Si necesitas proponer un plan
No hace falta elegir entre cobrar todo ya o no hablar nunca más. A veces la salida más útil es cambiar el plan.
Mensaje por chat:
Si ahora no te viene bien devolverlo completo, podemos organizarlo de otra forma. Lo importante para mí es tener una fecha clara o un plan claro.
Versión más concreta:
Si prefieres, podemos dividirlo en varias partes. Dime qué calendario puedes cumplir y cerramos eso.
El punto aquí no es presionar. Es evitar la ambigüedad. Un plan cambiado sigue siendo un avance. Un “ya te diré” no.
Qué hacer si no responde
Si no contesta al primer mensaje, no asumas que ya has quedado como la mala. Muchas personas evitan estas conversaciones precisamente porque les incomodan.
Envía un segundo mensaje, más corto:
Hola, retomo este mensaje para cerrar lo de [concepto]. ¿Puedes confirmarme si podrás hacerlo antes de [date]?
Si sigue sin responder:
Necesito cerrar este tema. Si hoy no puedes hacer el pago, dime al menos qué fecha puedes comprometerte a cumplir.

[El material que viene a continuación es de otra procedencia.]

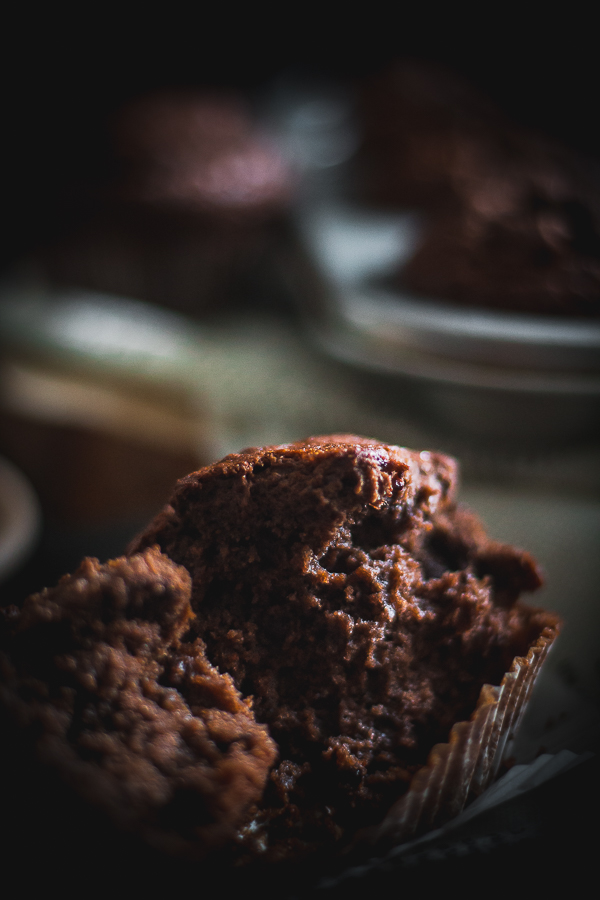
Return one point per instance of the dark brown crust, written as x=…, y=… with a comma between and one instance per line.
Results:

Aquí ya estás marcando el tono correcto: tranquilo, firme y sin ataque.
Qué no conviene decir
Hay frases que parecen suaves, pero te dejan sin claridad.
Evita:
- “Cuando puedas.”
- “No pasa nada.”
- “Perdón por insistir.”
- “Solo si te viene bien.”
- “Sé que es mi culpa por prestar dinero.”
Estas frases suelen nacer del nervio, no de lo que realmente necesitas. Si quieres recuperar el dinero, necesitas una respuesta concreta.
Si temes dañar la amistad
Decir la verdad con calma protege más una relación que acumular resentimiento en silencio. Puedes decirlo así:
Te lo digo con cariño y con claridad porque prefiero cuidar la relación antes que quedarme callada y molesta. Necesito que concretemos cómo vas a devolverlo.

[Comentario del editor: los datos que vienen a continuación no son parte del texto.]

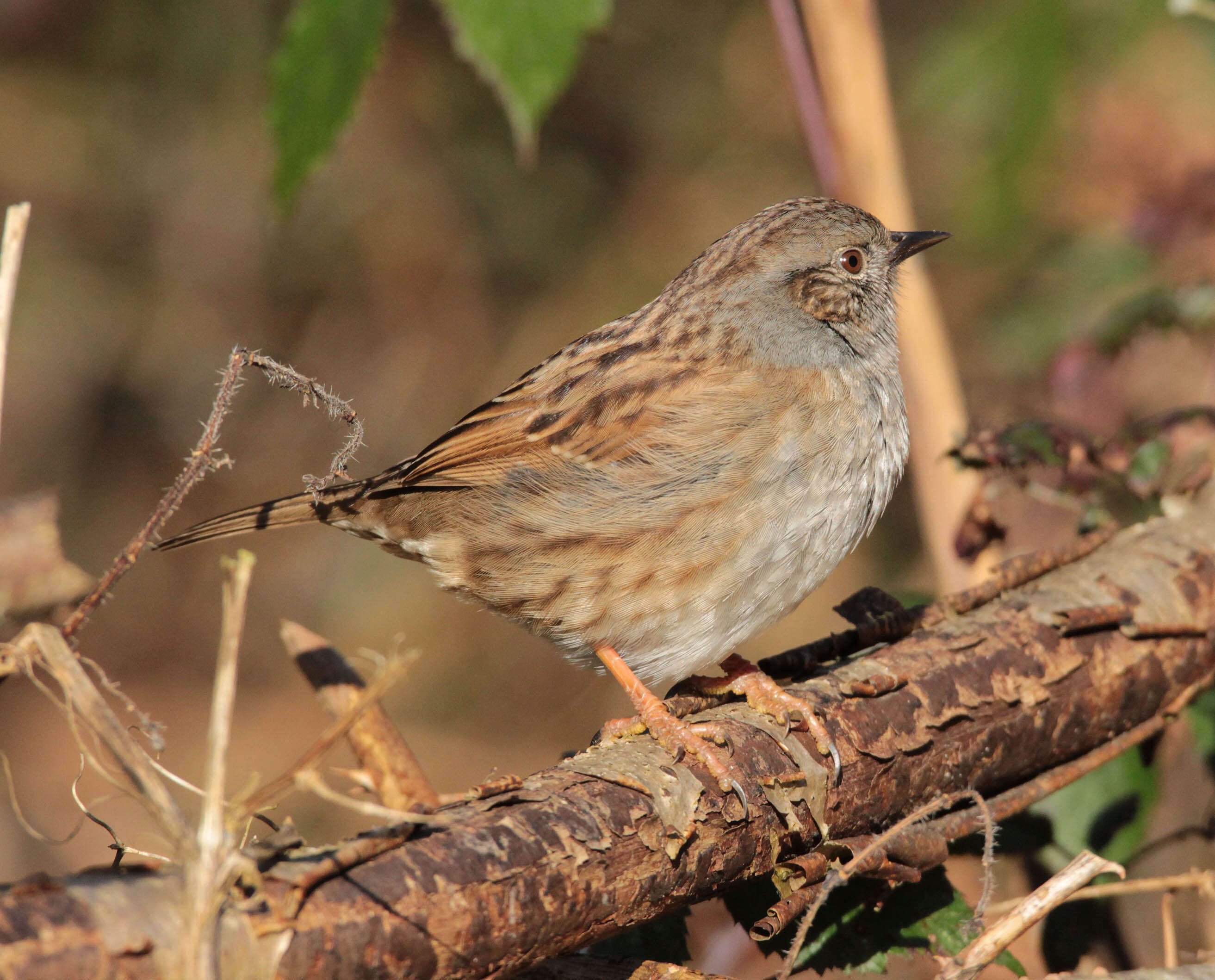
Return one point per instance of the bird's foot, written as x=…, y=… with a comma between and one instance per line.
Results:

Es una frase útil cuando notas que has esperado demasiado y ya te está pesando.
Si la primera conversación no funciona
A veces el primer intento no resuelve nada. No significa que hayas hablado mal. Solo significa que necesitas subir un poco la claridad.
Segundo intento:
La última vez quedó abierto y necesito concretarlo. ¿Qué fecha exacta puedes comprometerte a cumplir?
Si vuelve a esquivar:
Entiendo que no sea cómodo, pero no quiero seguir dejándolo indefinido. Necesito una respuesta clara hoy: fecha de pago o propuesta de plan.
Eso no es agresivo. Es poner límite.
La idea clave para recordar
Tu trabajo no es sonar perfecta. Tu trabajo es no desaparecer de tu propia conversación. Puedes ser amable y firme a la vez. Puedes cuidar la amistad y también pedir lo tuyo. Y si te bloqueas, vuelve a lo básico: una frase breve, una fecha concreta y una pregunta que pida respuesta real.